Nice Work
By David Lodge
Viking Books
$18.95, 277 pp.
THERE are books. And there are books about books. In the most erudite of literary circles, people have even been known to write books about books about books. It uses up a lot of paper.
And then there are those conservation-minded writers who try to squeeze fiction, criticism and metacriticism into a single volume. Nice Work, the newest novel by the British writer and English professor David Lodge, is the result of just such an effort.
Like its predecessors, Changing Places and Small World, Nice Work is both a novel and an ironic commentary on itself. Along the way, Lodge also manages to take a few jabs at the 19th century industrial novel, the state of 20th century literary criticism and the lyrics of pop singer Jennifer Rush.
It all takes place in roughly the same universe as Lodge's prior two novels: the imaginary campus of Rummidge University in England. But unlike the two earlier works, which ranged over the entire globe, Nice Work confines itself almost entirely to the city of Rummidge, which, as the author explains, "occupies, for the purposes of fiction, the space where Birmingham is to be found on maps of the so-called real world."
And while Changing Places and Small "campus" novels, that description only half fits Nice Work. This novel concerns itself as much with the world of industry as with acadamia, as Lodge sets up a modern parallel to the world of 19th century industrial novels.
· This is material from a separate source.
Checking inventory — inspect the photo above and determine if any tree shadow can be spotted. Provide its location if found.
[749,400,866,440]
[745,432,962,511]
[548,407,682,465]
WHICH subject just so happens to be the specialty of Robyn Penrose, a radical feminist scholar who has a temporary teaching post at Rummidge.
Through a university exchange scheme, she is assigned to spend one day a week as the "shadow" of Vic Wilcox, the managing director of a Rummidge engineering firm and a man who doesn't know--or care--that such a thing as literary theory exists.
Despite her field of expertise, Robyn doesn't know the first thing about industry. At one point, when touring a factory, Robyn has to ask Vic what a foundry is. And when she arrives at the factory for the first time, she naively expects it to be something out of a Victorian novel; "Where are the chimneys?" she asks.
Reading Nice Work simply for the story is a waste of time. The characters are almost entirely one-dimensional. After introducing Vic and Robyn in the first section of the book, Lodge simply turns them loose--they almost automatically begin to lose their disrespect for one another, become friends and wind up in bed.
At this point Lodge simply pulls an ending out of a hat--every one gets saved. The novel simply falls back on what Robyn describes as the standard solutions of the Victorian novelist: legacy, marriage, emigration and death.
But the beauty of Nice Work is that abstract literary concepts take on a real meaning in determining the lives and outlooks of the characters. Vic, for example, sees the feelings he develops for Robyn as "love," while Robyn says that love is "a rhetorical device," a "bourgeois fallacy" and a "literary conjob." It's just another word used to exploit people.